"Kita coba membandingkan antara perpres lama (Perpres Nomor 7 Tahun 2014) dengan yang baru (Perpres Nomor 20 Tahun 2018) jelas ada pengetatan (aturan). Ini yang harus kita sampaikan," ujarnya, dalam Metro Pagi Primetime, Rabu, 25 April 2018.
Ichsan menguraikan dalam Perpres 7/2014 tidak adan pemberian dana kompensasi penggunaan TKA oleh perusahaan di Indonesia, sementara perpres TKA yang diterbitkan saat ini justru mengakomodasi hal itu.

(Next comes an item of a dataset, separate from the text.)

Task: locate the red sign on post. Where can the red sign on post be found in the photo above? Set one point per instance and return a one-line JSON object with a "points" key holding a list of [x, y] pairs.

Pemberian sanksi pada perusahaan yang melakukan pelanggaran prosedur dan informasi tentang izin usaha dalam Perpres 7/2014 juga tidak detail sedangkan pada Perpres 20/2018 sanksi diatur secara jelas.
"Dan di dalam Perpres 20/2018 ini pekerja harus mencantumkan ijazah dan sertifikasi kompetensi. Artinya, dari dua sisi itu saja sudah kelihatan bahwa perpres ini memang memberikan pengetatan," kata dia.
Ichsan menduga, asumsi bahwa Perpres 20/2018 tentang penggunaan TKA yang diartikan sebagai memberikan keleluasaan sebebas-bebasnya kepada TKA untuk menguasai lapangan kerja di Indonesia sengaja dibuat.
Ia mengatakan boleh jadi penerbitan perpres yang bertepatan dengan tahun politik dan menjelang Hari Buruh Internasional disalahgunakan segelintir pihak untuk membentuk opini publik bahwa pemerintah lebih mementingkan TKA ketimbang pekerja negeri sendiri.
"Menurut saya iya (berunsur politis). Makanya pemerintah harus memberikan penjelasan rinci maksud dari perpres ini sehingga tidak disangkutpautkan dengan persoalan lain," ungkapnya.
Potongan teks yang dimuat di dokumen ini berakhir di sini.